On the day of my adoption, I had looked for a grand gesture to show that someone cared about having me or losing me. But when I performed such a gesture for Mimi, for the woman I had been telling people was my mother all summer, she refused it. I wanted to be relieved—I should have been relieved—she had let me off the hook. I wouldn’t have to be a seventeen-year-old nurse. I could to go college, and parties, and be whoever I wanted to be. But this crossroads was ominously familiar. I couldn’t consider this present situation without thinking about the choice I’d made when I left Peggy. Here I was, years later, abandoning another mother at the lowest point in her life in pursuit of something better, something for myself. I regretted leaving Peggy every day, and I knew that this departure would trouble me the same way. A truth pulsed in my mind like a neon sign: Daughters stayed. In every story about family and illness I had encountered—from
Little Women
to
What’s Eating Gilbert Grape
—family stayed close. But maybe I had overlooked something. Maybe in those stories the characters stayed close because they were held close. And I wasn’t.

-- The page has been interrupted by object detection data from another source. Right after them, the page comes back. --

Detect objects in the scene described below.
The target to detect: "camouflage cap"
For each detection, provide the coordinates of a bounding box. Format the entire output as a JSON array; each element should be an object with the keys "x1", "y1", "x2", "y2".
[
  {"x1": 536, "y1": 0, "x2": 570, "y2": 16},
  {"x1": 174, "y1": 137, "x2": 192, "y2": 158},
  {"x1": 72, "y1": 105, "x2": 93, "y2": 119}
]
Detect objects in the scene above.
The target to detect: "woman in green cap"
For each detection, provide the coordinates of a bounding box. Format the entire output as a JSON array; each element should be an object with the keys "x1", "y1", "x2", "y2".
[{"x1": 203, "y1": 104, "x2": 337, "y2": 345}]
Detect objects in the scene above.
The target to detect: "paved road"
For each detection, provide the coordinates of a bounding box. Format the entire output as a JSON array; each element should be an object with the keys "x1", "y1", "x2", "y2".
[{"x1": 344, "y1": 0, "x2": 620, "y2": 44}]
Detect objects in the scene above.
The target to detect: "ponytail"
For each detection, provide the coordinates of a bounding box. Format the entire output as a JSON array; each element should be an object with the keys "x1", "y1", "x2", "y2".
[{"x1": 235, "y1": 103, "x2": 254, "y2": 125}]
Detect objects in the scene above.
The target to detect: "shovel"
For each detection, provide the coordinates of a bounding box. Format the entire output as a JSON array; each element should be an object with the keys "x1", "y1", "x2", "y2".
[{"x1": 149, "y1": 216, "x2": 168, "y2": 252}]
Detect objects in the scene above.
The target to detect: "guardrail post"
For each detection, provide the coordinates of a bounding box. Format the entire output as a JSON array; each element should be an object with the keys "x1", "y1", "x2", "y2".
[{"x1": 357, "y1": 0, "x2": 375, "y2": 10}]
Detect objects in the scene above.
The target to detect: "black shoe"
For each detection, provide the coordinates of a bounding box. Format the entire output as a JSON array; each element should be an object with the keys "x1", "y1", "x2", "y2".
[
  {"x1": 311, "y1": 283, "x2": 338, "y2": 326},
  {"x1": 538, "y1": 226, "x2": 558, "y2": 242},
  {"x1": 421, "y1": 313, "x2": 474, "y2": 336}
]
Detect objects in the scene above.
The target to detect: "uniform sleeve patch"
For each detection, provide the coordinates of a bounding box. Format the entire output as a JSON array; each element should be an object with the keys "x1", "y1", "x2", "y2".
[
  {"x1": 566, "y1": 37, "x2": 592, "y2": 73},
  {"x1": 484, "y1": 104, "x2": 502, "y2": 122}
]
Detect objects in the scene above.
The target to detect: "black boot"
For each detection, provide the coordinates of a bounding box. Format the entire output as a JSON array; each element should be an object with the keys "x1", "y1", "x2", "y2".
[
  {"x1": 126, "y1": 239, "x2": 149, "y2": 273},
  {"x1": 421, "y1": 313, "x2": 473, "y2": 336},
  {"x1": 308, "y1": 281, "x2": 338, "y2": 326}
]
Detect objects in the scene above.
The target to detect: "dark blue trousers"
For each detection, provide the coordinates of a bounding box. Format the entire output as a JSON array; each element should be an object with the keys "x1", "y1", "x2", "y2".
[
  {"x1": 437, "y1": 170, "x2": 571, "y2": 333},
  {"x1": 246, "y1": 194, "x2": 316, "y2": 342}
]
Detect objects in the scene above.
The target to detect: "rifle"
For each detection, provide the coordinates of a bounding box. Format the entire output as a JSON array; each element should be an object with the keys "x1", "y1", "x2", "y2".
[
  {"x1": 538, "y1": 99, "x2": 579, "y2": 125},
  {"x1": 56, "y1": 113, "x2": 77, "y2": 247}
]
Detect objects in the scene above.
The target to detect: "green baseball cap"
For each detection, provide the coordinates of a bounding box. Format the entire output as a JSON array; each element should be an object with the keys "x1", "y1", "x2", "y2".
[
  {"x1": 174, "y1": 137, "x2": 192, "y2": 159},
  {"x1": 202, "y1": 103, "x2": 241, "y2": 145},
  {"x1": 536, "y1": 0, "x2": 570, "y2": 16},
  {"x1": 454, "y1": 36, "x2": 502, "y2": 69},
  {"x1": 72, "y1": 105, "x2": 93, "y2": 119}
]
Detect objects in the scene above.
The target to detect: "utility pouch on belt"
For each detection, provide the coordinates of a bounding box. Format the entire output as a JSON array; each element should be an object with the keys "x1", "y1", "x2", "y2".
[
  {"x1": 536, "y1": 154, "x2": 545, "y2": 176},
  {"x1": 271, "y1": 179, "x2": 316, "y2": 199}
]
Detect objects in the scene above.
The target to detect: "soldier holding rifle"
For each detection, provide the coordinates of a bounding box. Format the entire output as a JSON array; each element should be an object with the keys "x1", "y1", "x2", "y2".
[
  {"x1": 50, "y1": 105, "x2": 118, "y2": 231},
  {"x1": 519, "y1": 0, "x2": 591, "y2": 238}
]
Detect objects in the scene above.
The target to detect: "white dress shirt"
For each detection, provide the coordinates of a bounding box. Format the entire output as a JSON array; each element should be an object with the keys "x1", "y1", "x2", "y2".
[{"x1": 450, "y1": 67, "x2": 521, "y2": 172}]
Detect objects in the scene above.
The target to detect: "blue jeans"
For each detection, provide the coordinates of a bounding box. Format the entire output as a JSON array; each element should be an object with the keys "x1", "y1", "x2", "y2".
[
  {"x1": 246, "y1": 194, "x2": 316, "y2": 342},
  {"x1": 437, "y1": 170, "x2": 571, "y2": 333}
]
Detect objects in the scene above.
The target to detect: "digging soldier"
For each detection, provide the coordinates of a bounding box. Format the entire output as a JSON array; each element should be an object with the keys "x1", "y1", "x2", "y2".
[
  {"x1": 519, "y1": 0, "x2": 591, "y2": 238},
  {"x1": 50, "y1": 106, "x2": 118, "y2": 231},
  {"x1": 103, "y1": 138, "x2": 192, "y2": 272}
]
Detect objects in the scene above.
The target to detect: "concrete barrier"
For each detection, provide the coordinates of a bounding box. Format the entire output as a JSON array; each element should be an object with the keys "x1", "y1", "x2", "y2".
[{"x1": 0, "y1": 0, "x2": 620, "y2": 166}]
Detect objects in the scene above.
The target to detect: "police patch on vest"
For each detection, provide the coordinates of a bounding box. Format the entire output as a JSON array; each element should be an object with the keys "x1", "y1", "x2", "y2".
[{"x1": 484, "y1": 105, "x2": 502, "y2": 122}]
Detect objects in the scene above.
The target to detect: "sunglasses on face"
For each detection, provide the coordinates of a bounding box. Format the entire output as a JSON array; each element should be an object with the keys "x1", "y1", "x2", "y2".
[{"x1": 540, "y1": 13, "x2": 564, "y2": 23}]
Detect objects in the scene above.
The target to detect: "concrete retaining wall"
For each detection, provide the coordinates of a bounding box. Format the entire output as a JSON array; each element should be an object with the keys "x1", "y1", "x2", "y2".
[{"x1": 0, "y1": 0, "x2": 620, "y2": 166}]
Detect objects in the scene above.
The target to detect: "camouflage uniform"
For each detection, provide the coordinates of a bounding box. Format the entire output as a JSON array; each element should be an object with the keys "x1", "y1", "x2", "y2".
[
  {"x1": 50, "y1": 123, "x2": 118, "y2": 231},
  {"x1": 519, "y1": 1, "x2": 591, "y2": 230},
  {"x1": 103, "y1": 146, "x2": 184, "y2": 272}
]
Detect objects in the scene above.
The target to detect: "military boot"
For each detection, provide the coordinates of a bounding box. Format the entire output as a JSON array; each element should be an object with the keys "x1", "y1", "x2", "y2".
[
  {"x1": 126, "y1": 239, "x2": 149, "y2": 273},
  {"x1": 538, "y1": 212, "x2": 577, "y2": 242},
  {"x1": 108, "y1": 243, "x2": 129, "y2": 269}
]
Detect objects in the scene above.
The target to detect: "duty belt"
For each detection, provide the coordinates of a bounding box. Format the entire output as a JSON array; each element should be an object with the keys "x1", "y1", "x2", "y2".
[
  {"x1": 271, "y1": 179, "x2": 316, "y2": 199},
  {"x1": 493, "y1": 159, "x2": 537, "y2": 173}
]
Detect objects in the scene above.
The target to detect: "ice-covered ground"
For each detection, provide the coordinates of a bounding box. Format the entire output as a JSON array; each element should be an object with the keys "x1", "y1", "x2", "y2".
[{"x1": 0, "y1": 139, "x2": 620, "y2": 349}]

Mimi was released from the hospital a week before I left for New York. She had more accessories now, an oxygen machine that sat in the living room with hundreds of feet of hollow tubing that tethered her to it, a wheelchair, a walker, a traveling oxygen tank, and enough bottles of pills to fill half a kitchen cupboard. Granddad portioned the pills into a container with twenty-eight compartments and wrote detailed notes for Becca to administer them over the next four days, when Granddad would be driving me to New York.

Granddad and I packed the new Chrysler early on an August morning. The sky was still dark when I slid the last plastic bin in the backseat. Becca shuffled to the front door and leaned out, barefoot and pajama’d, to watch me. Her hair hung in her face like a beagle’s ears.